Shouldnt be too bad. Generally the cable comes up to the latch and has a little ball soldered on it to keep it in place, tugging on the wire pulls the latch.

If the trunk is opening with the key, the latch is good. If the wire is moving at the trunk end, my bet is either the ball broke off or the piece of the latch that it feeds through did.

If the ball came off, find yourself an appropriate sized lead fishing weight with a hole in it. Feed it through the cable and hold it with a pair of pliers and hit it with a soldering iron until the lead starts to melt and then blow on it.

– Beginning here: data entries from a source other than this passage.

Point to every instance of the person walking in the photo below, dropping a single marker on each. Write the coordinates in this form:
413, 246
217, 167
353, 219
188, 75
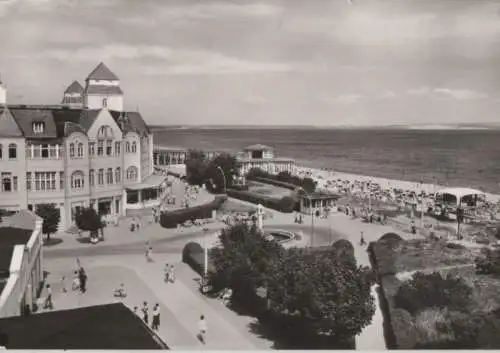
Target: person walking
48, 300
155, 324
145, 312
82, 276
202, 329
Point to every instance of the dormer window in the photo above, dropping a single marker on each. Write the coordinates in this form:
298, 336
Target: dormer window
38, 127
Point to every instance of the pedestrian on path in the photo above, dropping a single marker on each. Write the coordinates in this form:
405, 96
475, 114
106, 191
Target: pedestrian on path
202, 329
155, 325
48, 300
63, 284
145, 312
149, 254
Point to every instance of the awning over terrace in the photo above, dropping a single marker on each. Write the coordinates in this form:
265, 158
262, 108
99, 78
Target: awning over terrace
150, 182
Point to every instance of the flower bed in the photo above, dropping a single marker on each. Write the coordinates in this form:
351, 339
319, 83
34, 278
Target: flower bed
286, 204
170, 219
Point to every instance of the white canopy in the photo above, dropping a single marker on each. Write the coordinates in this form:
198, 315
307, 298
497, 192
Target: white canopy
460, 192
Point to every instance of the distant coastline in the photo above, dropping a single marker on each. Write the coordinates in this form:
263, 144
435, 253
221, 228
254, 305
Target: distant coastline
477, 126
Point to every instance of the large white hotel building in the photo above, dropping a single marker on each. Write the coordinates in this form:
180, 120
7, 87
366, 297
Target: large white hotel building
87, 151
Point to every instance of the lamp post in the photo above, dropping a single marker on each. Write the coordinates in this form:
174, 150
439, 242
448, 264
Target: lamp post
223, 177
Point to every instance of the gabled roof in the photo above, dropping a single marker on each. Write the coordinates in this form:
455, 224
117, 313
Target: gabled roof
109, 326
95, 89
75, 87
101, 72
8, 125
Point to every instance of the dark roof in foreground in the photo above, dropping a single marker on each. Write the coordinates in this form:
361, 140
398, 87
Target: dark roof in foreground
110, 326
9, 237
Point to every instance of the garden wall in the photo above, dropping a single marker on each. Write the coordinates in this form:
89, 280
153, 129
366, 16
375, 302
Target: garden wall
286, 204
170, 219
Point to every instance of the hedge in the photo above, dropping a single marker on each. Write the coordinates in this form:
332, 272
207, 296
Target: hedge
286, 204
194, 255
274, 182
170, 219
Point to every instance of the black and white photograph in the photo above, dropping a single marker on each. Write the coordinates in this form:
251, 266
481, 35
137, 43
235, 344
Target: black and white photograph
249, 174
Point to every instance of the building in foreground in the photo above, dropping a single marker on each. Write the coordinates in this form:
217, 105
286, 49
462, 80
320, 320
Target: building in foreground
109, 326
87, 151
264, 158
21, 271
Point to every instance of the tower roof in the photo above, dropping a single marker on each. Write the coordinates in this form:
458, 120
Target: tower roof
75, 87
101, 72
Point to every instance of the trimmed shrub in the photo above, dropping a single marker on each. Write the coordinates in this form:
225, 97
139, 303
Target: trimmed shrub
344, 248
403, 328
266, 201
432, 290
170, 219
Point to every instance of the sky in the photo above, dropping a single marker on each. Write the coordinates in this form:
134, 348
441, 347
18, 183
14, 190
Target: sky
277, 62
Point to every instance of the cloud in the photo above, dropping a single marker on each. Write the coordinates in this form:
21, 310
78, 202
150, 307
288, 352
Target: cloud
387, 95
343, 99
255, 100
170, 61
447, 93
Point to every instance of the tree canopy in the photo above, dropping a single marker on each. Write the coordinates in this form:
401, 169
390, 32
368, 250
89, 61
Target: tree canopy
87, 219
51, 218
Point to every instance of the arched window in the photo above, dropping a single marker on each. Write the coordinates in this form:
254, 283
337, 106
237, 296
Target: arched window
118, 175
105, 132
132, 173
12, 151
80, 150
77, 180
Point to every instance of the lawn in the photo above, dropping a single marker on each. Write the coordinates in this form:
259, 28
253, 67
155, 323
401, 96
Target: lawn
268, 190
420, 254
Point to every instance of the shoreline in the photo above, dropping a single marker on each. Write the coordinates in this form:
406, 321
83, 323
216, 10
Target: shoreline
385, 183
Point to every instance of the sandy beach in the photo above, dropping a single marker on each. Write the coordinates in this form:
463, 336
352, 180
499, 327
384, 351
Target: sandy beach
322, 176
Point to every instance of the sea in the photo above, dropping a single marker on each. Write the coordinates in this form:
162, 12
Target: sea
461, 158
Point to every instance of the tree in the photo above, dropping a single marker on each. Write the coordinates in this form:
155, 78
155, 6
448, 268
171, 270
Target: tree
196, 166
216, 181
321, 292
87, 219
243, 260
51, 218
433, 291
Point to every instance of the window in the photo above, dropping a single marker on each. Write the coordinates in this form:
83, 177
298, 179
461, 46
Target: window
92, 177
61, 180
45, 181
80, 150
7, 182
12, 151
77, 180
109, 148
132, 173
100, 177
118, 175
45, 151
28, 181
100, 148
117, 148
38, 127
109, 176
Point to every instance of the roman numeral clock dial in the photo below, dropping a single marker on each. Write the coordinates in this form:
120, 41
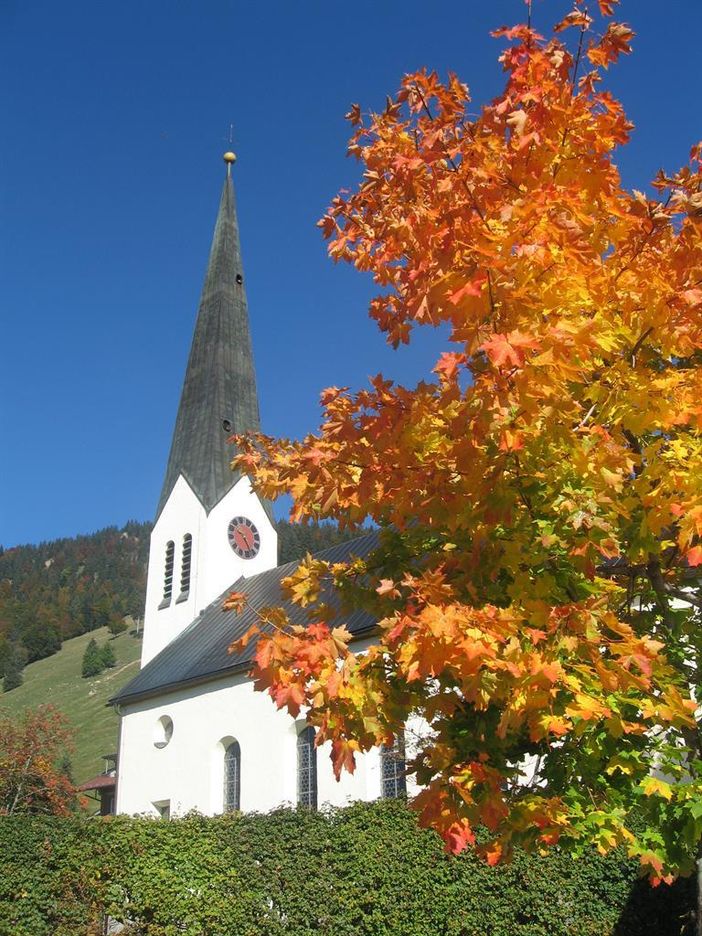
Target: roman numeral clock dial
244, 538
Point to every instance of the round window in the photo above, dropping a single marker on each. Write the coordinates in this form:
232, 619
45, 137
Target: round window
163, 731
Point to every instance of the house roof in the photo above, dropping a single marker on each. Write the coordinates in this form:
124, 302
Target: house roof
101, 782
200, 653
219, 390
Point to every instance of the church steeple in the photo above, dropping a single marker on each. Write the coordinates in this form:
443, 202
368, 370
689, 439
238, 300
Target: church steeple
219, 391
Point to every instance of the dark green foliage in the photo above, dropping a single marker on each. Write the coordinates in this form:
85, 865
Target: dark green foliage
92, 663
117, 626
60, 589
12, 679
13, 663
361, 871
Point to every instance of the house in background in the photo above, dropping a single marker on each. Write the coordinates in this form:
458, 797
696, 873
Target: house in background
102, 787
194, 735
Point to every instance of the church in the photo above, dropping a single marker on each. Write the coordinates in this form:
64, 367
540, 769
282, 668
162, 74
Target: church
193, 733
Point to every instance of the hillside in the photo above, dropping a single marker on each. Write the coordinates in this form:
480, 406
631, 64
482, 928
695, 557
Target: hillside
57, 680
61, 589
56, 596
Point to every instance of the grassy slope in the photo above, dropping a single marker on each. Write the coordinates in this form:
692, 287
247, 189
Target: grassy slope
57, 680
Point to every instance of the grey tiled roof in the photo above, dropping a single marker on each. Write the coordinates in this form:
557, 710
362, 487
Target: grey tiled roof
200, 652
219, 389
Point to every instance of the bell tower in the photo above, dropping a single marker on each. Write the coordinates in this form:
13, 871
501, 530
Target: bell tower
210, 527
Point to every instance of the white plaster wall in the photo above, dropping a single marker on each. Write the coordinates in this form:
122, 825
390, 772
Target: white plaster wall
221, 566
183, 513
214, 564
188, 771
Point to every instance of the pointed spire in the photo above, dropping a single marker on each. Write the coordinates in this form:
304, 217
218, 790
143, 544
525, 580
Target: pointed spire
219, 391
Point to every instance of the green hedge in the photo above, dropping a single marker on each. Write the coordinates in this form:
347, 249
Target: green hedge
362, 871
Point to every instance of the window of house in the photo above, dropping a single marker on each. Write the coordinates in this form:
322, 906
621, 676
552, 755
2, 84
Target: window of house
163, 808
186, 561
393, 781
232, 777
168, 574
163, 731
307, 768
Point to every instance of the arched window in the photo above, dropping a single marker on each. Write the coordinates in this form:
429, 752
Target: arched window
307, 768
232, 777
393, 782
168, 574
186, 560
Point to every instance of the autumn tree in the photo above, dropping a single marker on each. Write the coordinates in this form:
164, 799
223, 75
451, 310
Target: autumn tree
33, 759
539, 497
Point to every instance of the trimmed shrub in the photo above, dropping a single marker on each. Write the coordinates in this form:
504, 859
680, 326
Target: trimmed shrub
366, 870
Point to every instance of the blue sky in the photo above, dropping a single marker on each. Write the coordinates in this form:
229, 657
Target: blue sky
114, 120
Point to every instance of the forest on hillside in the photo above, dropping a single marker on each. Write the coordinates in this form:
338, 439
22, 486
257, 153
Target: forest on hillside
60, 589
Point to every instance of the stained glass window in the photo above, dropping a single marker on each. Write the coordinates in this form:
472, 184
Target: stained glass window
393, 782
307, 769
232, 777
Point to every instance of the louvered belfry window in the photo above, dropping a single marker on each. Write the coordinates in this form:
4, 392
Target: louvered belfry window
186, 561
168, 573
393, 782
232, 777
307, 769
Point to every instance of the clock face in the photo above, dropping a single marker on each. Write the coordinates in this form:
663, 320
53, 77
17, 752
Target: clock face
244, 538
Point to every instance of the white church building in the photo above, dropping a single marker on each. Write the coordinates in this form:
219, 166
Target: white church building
194, 735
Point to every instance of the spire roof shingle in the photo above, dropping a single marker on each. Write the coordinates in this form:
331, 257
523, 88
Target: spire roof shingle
219, 391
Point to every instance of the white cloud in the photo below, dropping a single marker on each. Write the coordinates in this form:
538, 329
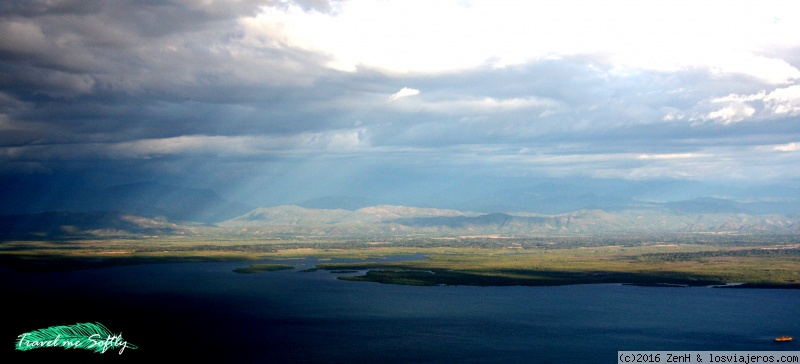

If a piece of the latch broke off, you're on your own. I'm thinking something involving baling wire and duct tape.
 
Oh, and some toyotas have what I think is called a "valet mode" where if you turn the key to the left instead of to the right, it disables the remote trunk opening. To reenable it, turn the key the other way.
 
Oh, and some toyotas have what I think is called a "valet mode" where if you turn the key to the left instead of to the right, it disables the remote trunk opening. To reenable it, turn the key the other way.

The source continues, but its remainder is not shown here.